Her Honour said of this paragraph at [56]:
I do not consider that the breadth of this is so wide as to make the request oppressive. This is particularly so bearing in mind the potential size of the estate and the considerable delay since July 2009 in obtaining probate or the lack of information concerning the winding up of this potentially large estate.
Contrary to the submissions of the appellants, the delay, if any, in winding up the estate could have relevance to the issues in these proceedings in which the wife asserts that she has received no benefit from her father’s estate. We do not consider that the reference to “documents in relation to the winding up or delay in winding up” of the estate is vague or uncertain, or would cause the recipient to be in doubt as to what to produce. The request clearly refers to just those two matters, and not generally to the administration of the estate.

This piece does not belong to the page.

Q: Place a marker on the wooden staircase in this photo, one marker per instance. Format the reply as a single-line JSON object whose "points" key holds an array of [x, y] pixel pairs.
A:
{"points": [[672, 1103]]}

We see no error in the approach of the primary judge to this paragraph of the subpoenas and this ground also fails.
Conclusion
We have determined that there has been no error in principle by the primary judge and we are satisfied that the decision has not occasioned any substantial injustice to the appellants. The appellants have therefore not established that leave should be granted, and it will be refused.
At the commencement of the hearing of the appeal, without opposition, the appellants were given leave to rely on further evidence being an updating affidavit from the solicitor who swore the original affidavit relied on by them before the primary judge. An interim order was then made for the placing of that affidavit in a sealed envelope to be opened only upon order of a judge.
As no such order was sought or obtained in relation to the affidavit originally filed and which this affidavit corrects, it is difficult to see why this part of the evidence should continue to be kept in a sealed envelope. The interim order made on 13 November 2014 will be discharged.
Costs
Counsel for the appellants accepted that in the event the application for leave was refused or the appeal dismissed that costs should follow the event.
That, in all the circumstances, is the appropriate order to make.
I certify that the preceding sixty-six (66) paragraphs are a true copy of the reasons for judgment of the Honourable Full Court (Thackray, Strickland & Aldridge JJ) delivered on 20 February 2015.